Crocodile tears of the most acrid description were shed in waterfalls at the supposed imminence of such a calamity. The Government, the Directors of the Bank of England, and the leaders of the City, all with one accord resolved to save incompetence from its due reward, and to put a premium on high-placed imbecility. Mr. Lidderdale, the Governor of the Bank, was belauded as a hero for his services at other people’s expense, and was joined unto the Privy Council of this Realm by reason of his far-sighted support of financial rottenness.

When, as a humble student of finance and economics of quite another school, I poked fun at all this false and fatuous bolstering up of financial and intellectual weakness, and predicted that the geniuses of the City would have a Pelion upon Ossa of worthless paper hanging upon all the markets for years, as the result of this silly business – which, as a matter of fact, is precisely what befell – I was told not only that I was ignorant of practical affairs, but a few other things that might be expected to occur to angry men who had a very shrewd suspicion that I was right, at the bottom of their minds, all the time. The Baring crisis is now generally referred to as the worst example of how not to deal with bankruptcy in high finance.

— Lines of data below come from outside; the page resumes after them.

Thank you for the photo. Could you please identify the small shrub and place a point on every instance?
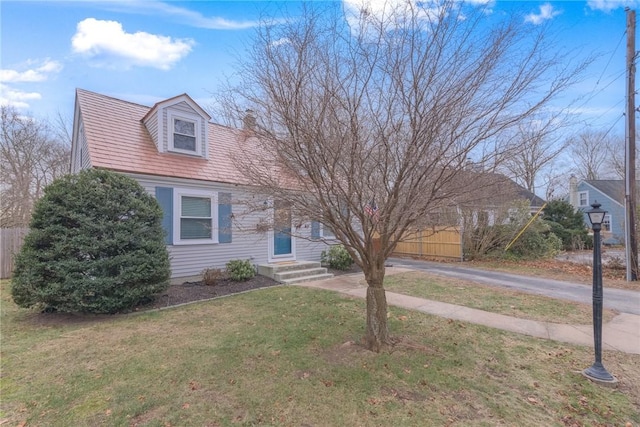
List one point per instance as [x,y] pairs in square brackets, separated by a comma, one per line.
[337,258]
[211,276]
[240,270]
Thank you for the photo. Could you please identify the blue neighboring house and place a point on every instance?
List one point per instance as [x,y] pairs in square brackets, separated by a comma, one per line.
[610,193]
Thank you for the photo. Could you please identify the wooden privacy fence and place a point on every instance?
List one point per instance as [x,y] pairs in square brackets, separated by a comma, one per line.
[438,243]
[10,243]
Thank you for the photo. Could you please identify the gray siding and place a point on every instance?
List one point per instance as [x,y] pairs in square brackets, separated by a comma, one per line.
[613,208]
[152,127]
[81,159]
[247,243]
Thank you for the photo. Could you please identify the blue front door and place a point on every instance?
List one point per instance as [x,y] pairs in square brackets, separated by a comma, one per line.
[282,229]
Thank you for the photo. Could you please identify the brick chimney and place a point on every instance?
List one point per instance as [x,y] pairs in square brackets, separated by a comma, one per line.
[573,191]
[249,120]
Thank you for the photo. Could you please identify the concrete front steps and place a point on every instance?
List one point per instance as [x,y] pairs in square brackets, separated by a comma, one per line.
[294,271]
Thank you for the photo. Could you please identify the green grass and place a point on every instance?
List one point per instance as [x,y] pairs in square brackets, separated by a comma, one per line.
[289,356]
[492,299]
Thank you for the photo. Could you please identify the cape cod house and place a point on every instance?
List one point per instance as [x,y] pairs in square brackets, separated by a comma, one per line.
[175,152]
[611,196]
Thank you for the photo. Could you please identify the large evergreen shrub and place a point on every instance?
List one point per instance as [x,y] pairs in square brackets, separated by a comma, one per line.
[95,245]
[567,223]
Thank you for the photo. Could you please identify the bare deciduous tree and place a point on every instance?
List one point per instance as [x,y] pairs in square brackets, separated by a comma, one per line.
[534,148]
[366,121]
[615,163]
[590,151]
[31,158]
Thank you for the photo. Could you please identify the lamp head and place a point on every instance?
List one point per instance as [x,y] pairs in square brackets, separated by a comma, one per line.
[596,215]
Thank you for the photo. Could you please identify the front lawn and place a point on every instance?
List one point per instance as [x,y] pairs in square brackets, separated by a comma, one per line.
[290,356]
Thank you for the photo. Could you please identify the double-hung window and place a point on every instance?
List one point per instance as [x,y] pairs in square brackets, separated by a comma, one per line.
[583,199]
[184,134]
[196,220]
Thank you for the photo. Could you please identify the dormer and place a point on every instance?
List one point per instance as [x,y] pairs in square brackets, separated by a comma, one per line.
[179,125]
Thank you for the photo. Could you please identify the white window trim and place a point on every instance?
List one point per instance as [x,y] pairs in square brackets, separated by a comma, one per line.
[178,193]
[197,120]
[580,193]
[323,236]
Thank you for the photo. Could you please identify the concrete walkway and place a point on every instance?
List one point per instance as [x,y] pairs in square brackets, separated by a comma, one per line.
[621,334]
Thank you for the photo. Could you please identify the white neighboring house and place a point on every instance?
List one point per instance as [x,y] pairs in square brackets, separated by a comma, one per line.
[178,155]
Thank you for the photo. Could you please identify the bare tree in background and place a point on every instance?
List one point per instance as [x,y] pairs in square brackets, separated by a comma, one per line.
[534,147]
[32,156]
[370,116]
[615,163]
[590,151]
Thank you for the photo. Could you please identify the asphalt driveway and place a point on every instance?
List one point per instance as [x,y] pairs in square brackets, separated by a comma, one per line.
[623,301]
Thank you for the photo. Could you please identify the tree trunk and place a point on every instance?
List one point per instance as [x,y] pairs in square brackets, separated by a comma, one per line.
[377,329]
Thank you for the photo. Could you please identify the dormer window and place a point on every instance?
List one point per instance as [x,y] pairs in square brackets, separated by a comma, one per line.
[184,134]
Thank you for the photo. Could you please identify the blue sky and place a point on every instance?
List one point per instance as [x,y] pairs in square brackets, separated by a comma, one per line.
[146,50]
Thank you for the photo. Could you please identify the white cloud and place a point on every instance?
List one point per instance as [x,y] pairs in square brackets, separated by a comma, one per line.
[196,19]
[107,44]
[177,13]
[16,98]
[280,42]
[547,11]
[609,5]
[37,74]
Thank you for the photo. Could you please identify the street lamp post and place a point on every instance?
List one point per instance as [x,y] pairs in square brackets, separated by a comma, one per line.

There are two things to be noted in English upper-class life during the past twenty years: the growth of the influence of Catholics in “society,” and the increase of the domination of German Jews in finance. When I first knew the City, Englishmen could and did still hold their own in nearly all departments. Now the prominence of the foreigner, and especially of the Israelite, is very marked. Why is this? I don’t believe the Jew is the universal genius which his press makes him out to be. Personally, I am not at all afraid to meet him at anything, and I am only a fair specimen of my educated countrymen. What, then, is lacking? I tell a little story of what occurred not many years ago to myself which will, perhaps, explain it in part.

After one of my pleasing failures at Burnley, three important City men, two of whom are since dead, called to see me and wanted me to take control of a powerful syndicate they were starting. The terms offered were very good; the argument adduced, that, by this time, I must have had enough of honest and independent politics, was in the ordinary way of the world conclusive; the stipulation that I should withdraw from vehement exposition of Socialism was only reasonable, regard being had to what I was undertaking, and so on. I said quite plainly that I did not think it was possible for me to give up the work of my life, much as I felt flattered by their proposal, and foolish as such refusal might be to them; but that it seemed to me there were plenty of much younger Englishmen than myself who would jump at this chance of associating themselves intimately with such a powerful group. “That,” said the oldest of the three, “is just precisely what there are not, or we should not be here.” “What is the difficulty?” I asked. “We want a man of good financial experience; we want an Englishman whom we can trust as one of ourselves; we want somebody who can speak and read the languages, who won’t take interminable weekends, and who will refuse all outside commissions.” I could not enter into the agreement, on account of the political stipulation, but my friends did not get the sort of Englishman they were on the look-out for.

Golfing and weekends have a lot to answer for.